The Global Times had already cast him as “arrogant” and “reckless”, and CCTV wrote that he “will certainly be nailed to the pillar of shame in history” and lambasted him for “selling the two-nation theory”. It also warned that if Mr Lai and his Democratic Progressive Party (DPP) “persist in their doomed path of Taiwan independence they will ultimately crash and burn”.
President Lai’s alleged crime is that in his inauguration speech on Monday he used the word China to describe China, Beijing says that in doing so Mr Lai revealed his true thinking that Taiwan is not China, and they are two different countries. It is, in their eyes, an admission of his “separatist” ideology.
To outsiders this may all sound absurd. But for decades Beijing and Taipei have obfuscated on their definitions of China, and whether Taiwan is part of it. Even former president Tsai was careful to refer to China in euphemistic terms like “the other side of the strait” or “the Beijing authorities”.

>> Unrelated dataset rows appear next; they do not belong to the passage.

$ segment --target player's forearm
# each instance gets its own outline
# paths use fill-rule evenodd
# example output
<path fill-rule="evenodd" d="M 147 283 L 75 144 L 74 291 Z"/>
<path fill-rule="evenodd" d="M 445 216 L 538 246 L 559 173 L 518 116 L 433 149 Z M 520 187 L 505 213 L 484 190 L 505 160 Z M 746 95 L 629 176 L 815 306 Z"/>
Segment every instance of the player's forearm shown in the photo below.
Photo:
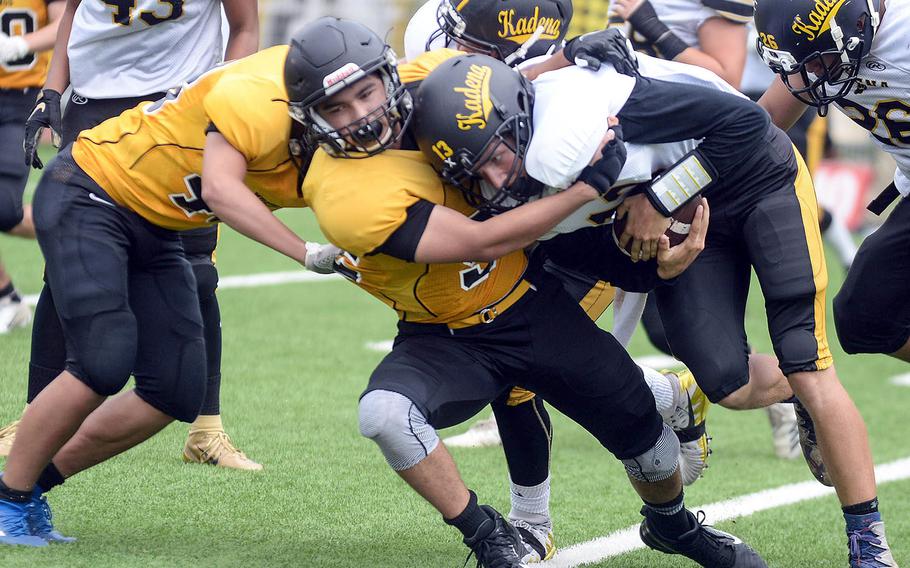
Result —
<path fill-rule="evenodd" d="M 54 56 L 51 58 L 51 65 L 47 70 L 47 78 L 44 80 L 45 89 L 53 89 L 62 93 L 70 84 L 70 60 L 67 53 L 67 44 L 70 40 L 70 31 L 73 28 L 73 17 L 76 15 L 78 1 L 68 0 L 63 16 L 57 22 L 57 37 L 54 42 Z"/>
<path fill-rule="evenodd" d="M 297 262 L 304 262 L 306 242 L 275 217 L 242 181 L 216 178 L 206 182 L 204 175 L 202 179 L 202 198 L 221 222 Z"/>
<path fill-rule="evenodd" d="M 477 247 L 482 258 L 467 260 L 490 261 L 530 246 L 576 209 L 597 198 L 594 188 L 579 182 L 565 191 L 483 221 L 477 231 Z"/>

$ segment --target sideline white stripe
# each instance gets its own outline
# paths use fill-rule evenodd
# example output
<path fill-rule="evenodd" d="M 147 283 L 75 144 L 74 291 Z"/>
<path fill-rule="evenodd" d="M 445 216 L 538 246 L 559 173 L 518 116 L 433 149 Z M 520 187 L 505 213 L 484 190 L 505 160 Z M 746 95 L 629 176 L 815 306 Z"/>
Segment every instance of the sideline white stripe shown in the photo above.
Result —
<path fill-rule="evenodd" d="M 276 286 L 278 284 L 292 284 L 298 282 L 326 282 L 338 280 L 338 274 L 318 274 L 307 270 L 294 270 L 290 272 L 263 272 L 245 276 L 222 276 L 218 279 L 218 289 L 255 288 L 258 286 Z M 29 294 L 22 300 L 34 306 L 38 303 L 38 294 Z"/>
<path fill-rule="evenodd" d="M 910 478 L 910 458 L 882 464 L 875 468 L 875 478 L 879 485 L 891 481 Z M 786 507 L 801 501 L 833 495 L 834 489 L 825 487 L 816 481 L 804 481 L 783 485 L 775 489 L 759 491 L 705 505 L 694 506 L 693 510 L 703 510 L 708 524 L 746 517 L 759 511 L 777 507 Z M 540 564 L 541 568 L 574 568 L 584 564 L 593 564 L 607 558 L 644 548 L 638 537 L 638 525 L 617 531 L 588 542 L 575 544 L 559 550 L 553 560 Z"/>

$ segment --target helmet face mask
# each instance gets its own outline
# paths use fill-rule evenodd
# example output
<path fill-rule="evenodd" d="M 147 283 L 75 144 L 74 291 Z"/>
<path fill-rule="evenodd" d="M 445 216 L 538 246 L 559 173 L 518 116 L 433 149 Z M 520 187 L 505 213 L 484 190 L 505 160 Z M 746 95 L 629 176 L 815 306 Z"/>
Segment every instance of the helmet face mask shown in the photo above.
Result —
<path fill-rule="evenodd" d="M 331 45 L 326 48 L 320 43 Z M 325 56 L 326 49 L 333 51 Z M 291 50 L 285 63 L 285 84 L 291 118 L 305 128 L 304 145 L 319 146 L 336 158 L 367 158 L 398 143 L 413 103 L 398 76 L 395 52 L 376 34 L 356 22 L 323 18 L 298 32 Z M 323 62 L 330 57 L 329 63 Z M 381 81 L 384 97 L 366 115 L 333 126 L 320 114 L 333 97 L 358 88 L 370 77 Z"/>
<path fill-rule="evenodd" d="M 469 204 L 490 213 L 511 209 L 544 189 L 524 171 L 533 102 L 533 85 L 502 61 L 451 58 L 417 91 L 417 144 Z"/>
<path fill-rule="evenodd" d="M 561 47 L 571 19 L 571 0 L 442 0 L 436 12 L 438 33 L 508 65 Z"/>
<path fill-rule="evenodd" d="M 879 24 L 877 3 L 757 0 L 756 48 L 793 96 L 824 116 L 860 80 L 860 62 Z"/>

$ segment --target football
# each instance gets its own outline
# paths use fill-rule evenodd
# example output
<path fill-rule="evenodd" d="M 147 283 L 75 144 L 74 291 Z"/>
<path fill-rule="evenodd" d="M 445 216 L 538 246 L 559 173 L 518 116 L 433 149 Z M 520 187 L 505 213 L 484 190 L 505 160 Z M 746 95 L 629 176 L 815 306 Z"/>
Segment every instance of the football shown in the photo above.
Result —
<path fill-rule="evenodd" d="M 692 199 L 683 205 L 682 208 L 670 218 L 670 227 L 664 232 L 664 234 L 670 238 L 670 247 L 675 247 L 689 236 L 689 229 L 692 227 L 692 220 L 695 218 L 695 211 L 698 210 L 699 204 L 701 204 L 701 199 Z M 614 216 L 613 241 L 616 243 L 616 246 L 619 246 L 619 237 L 625 229 L 626 218 L 617 219 Z M 626 248 L 620 247 L 620 250 L 628 255 L 631 248 L 632 242 L 630 241 L 626 244 Z"/>

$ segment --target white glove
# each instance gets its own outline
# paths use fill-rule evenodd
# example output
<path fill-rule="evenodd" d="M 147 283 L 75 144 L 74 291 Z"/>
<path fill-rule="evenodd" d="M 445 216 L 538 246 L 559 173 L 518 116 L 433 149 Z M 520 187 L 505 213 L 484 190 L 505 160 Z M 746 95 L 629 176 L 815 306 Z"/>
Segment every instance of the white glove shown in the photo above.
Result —
<path fill-rule="evenodd" d="M 10 37 L 0 32 L 0 63 L 22 59 L 28 52 L 28 43 L 22 36 Z"/>
<path fill-rule="evenodd" d="M 335 245 L 323 245 L 307 241 L 306 259 L 304 259 L 303 264 L 307 267 L 307 270 L 312 270 L 319 274 L 331 274 L 335 271 L 335 258 L 342 252 L 344 251 Z"/>

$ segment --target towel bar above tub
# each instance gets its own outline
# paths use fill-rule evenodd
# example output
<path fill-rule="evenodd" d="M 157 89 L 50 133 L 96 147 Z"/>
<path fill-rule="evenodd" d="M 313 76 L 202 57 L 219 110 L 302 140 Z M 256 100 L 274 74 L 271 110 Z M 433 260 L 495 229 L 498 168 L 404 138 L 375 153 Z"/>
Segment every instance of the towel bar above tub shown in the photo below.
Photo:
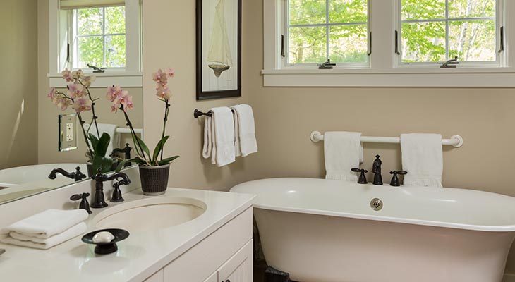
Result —
<path fill-rule="evenodd" d="M 324 135 L 319 131 L 313 131 L 310 135 L 310 139 L 313 142 L 323 141 Z M 361 136 L 361 142 L 365 143 L 399 144 L 401 142 L 401 138 L 398 137 Z M 460 135 L 452 135 L 450 139 L 442 140 L 442 145 L 452 145 L 456 148 L 463 146 L 463 137 Z"/>

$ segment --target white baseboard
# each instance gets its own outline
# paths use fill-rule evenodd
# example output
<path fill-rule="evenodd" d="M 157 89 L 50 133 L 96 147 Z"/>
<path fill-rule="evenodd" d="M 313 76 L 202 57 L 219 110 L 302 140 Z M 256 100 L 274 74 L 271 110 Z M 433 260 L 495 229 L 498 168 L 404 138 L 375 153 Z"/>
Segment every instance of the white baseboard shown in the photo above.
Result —
<path fill-rule="evenodd" d="M 515 274 L 505 274 L 502 282 L 515 282 Z"/>

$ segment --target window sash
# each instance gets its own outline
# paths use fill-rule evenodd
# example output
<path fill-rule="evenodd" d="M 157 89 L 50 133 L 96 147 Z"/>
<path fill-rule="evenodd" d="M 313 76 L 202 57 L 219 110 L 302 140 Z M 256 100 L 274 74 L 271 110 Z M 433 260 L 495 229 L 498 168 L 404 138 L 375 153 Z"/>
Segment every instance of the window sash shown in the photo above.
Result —
<path fill-rule="evenodd" d="M 290 1 L 289 0 L 285 0 L 284 5 L 282 6 L 283 13 L 281 17 L 283 23 L 281 25 L 281 33 L 284 36 L 284 42 L 283 43 L 284 57 L 281 58 L 282 67 L 284 68 L 299 68 L 299 67 L 307 67 L 312 68 L 313 67 L 318 66 L 319 63 L 323 62 L 319 62 L 318 63 L 290 63 L 290 28 L 291 27 L 325 27 L 325 56 L 326 60 L 330 58 L 330 32 L 329 30 L 331 27 L 337 26 L 349 26 L 349 25 L 366 25 L 367 26 L 367 61 L 366 62 L 355 62 L 355 63 L 345 63 L 345 62 L 334 62 L 337 63 L 334 68 L 370 68 L 371 63 L 371 54 L 370 52 L 370 22 L 371 22 L 371 1 L 367 0 L 367 22 L 353 22 L 353 23 L 329 23 L 329 1 L 331 0 L 325 0 L 325 23 L 316 23 L 316 24 L 300 24 L 300 25 L 290 25 Z M 281 44 L 279 42 L 279 44 Z M 279 47 L 280 48 L 280 47 Z"/>
<path fill-rule="evenodd" d="M 420 19 L 420 20 L 402 20 L 402 0 L 396 0 L 396 30 L 399 30 L 399 51 L 402 49 L 402 24 L 403 23 L 445 23 L 445 59 L 449 60 L 449 27 L 450 22 L 466 21 L 466 20 L 494 20 L 495 25 L 495 60 L 492 61 L 460 61 L 458 60 L 460 65 L 465 65 L 468 67 L 480 67 L 480 66 L 500 66 L 502 61 L 502 56 L 504 52 L 499 52 L 500 46 L 500 32 L 499 30 L 502 25 L 502 13 L 501 11 L 502 7 L 501 6 L 501 0 L 495 0 L 495 17 L 449 17 L 449 1 L 445 1 L 445 18 L 433 18 L 433 19 Z M 505 43 L 506 44 L 506 40 Z M 407 62 L 403 61 L 403 54 L 397 55 L 396 67 L 408 67 L 410 66 L 416 66 L 418 67 L 434 67 L 435 65 L 440 66 L 443 61 L 424 61 L 424 62 Z M 459 65 L 456 66 L 459 68 Z"/>

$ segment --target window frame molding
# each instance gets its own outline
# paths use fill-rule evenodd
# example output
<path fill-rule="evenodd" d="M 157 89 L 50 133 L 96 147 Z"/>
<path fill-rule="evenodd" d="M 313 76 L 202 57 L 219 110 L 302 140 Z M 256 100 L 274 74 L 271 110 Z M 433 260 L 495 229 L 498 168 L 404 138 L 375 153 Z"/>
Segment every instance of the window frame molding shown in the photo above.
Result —
<path fill-rule="evenodd" d="M 440 68 L 433 63 L 399 66 L 400 60 L 394 54 L 394 34 L 399 23 L 398 0 L 369 0 L 370 67 L 332 70 L 282 66 L 280 40 L 285 25 L 281 6 L 285 1 L 263 1 L 265 87 L 515 87 L 515 58 L 509 56 L 510 47 L 515 47 L 515 1 L 499 0 L 504 8 L 499 20 L 504 20 L 504 27 L 500 65 L 468 64 L 456 68 Z M 510 19 L 506 15 L 514 16 Z"/>
<path fill-rule="evenodd" d="M 142 35 L 141 5 L 140 0 L 125 0 L 126 18 L 138 18 L 138 20 L 126 19 L 126 54 L 127 60 L 125 68 L 108 68 L 105 73 L 93 73 L 92 70 L 83 69 L 84 72 L 97 78 L 92 87 L 105 87 L 112 85 L 122 87 L 143 87 L 142 71 Z M 66 45 L 70 42 L 70 56 L 73 48 L 73 32 L 69 23 L 71 11 L 59 8 L 59 0 L 49 0 L 49 68 L 47 78 L 50 87 L 66 87 L 61 72 L 65 68 L 71 69 L 66 61 Z"/>

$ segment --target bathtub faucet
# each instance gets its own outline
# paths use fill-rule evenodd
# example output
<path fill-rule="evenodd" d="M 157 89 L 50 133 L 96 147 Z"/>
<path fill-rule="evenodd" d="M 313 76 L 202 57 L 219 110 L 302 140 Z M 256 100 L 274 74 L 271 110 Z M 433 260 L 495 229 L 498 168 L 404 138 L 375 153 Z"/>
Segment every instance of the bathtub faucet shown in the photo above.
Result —
<path fill-rule="evenodd" d="M 80 166 L 77 166 L 75 172 L 68 172 L 61 168 L 54 168 L 50 173 L 50 175 L 48 176 L 48 178 L 50 179 L 56 179 L 57 178 L 57 173 L 62 174 L 65 177 L 73 179 L 75 181 L 80 181 L 86 178 L 86 176 L 80 172 Z"/>
<path fill-rule="evenodd" d="M 375 161 L 374 161 L 374 164 L 372 166 L 372 172 L 374 173 L 374 182 L 372 183 L 374 185 L 382 185 L 382 176 L 381 176 L 382 161 L 379 159 L 380 157 L 378 154 L 375 155 Z"/>

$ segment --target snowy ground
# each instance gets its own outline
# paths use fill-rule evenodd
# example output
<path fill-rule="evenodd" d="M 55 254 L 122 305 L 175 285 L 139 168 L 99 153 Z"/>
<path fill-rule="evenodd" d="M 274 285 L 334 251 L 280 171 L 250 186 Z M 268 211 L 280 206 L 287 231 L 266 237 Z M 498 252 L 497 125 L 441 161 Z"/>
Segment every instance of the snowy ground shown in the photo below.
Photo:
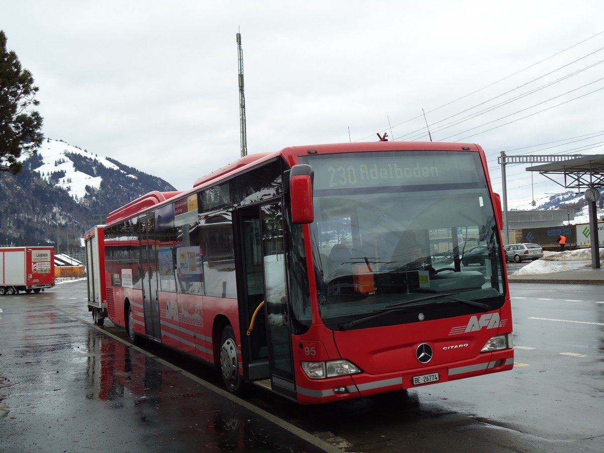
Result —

Some scholars in Taiwan will tell you such language is important, and that Mr Lai has crossed a dangerous line. Others say Beijing’s loathing for him was already set in stone and his speech has merely offered a rhetorical justification for the latest round of intimidation.
Most agree it doesn’t change the basic fact that Xi Jinping wants China to control Taiwan, and the people of Taiwan emphatically do not.

But no-one in Taiwan is particularly surprised. To them, the Chinese Communist Party (CCP) is rather predictable. When Mr Lai’s DPP won a third consecutive presidential election here in early January, many wondered how and when Beijing would respond.

The obvious assumption was that it would be after Mr Lai’s term was inaugurated with his first presidential address. So here we are, three days after President Lai’s inauguration, and Beijing has issued a response.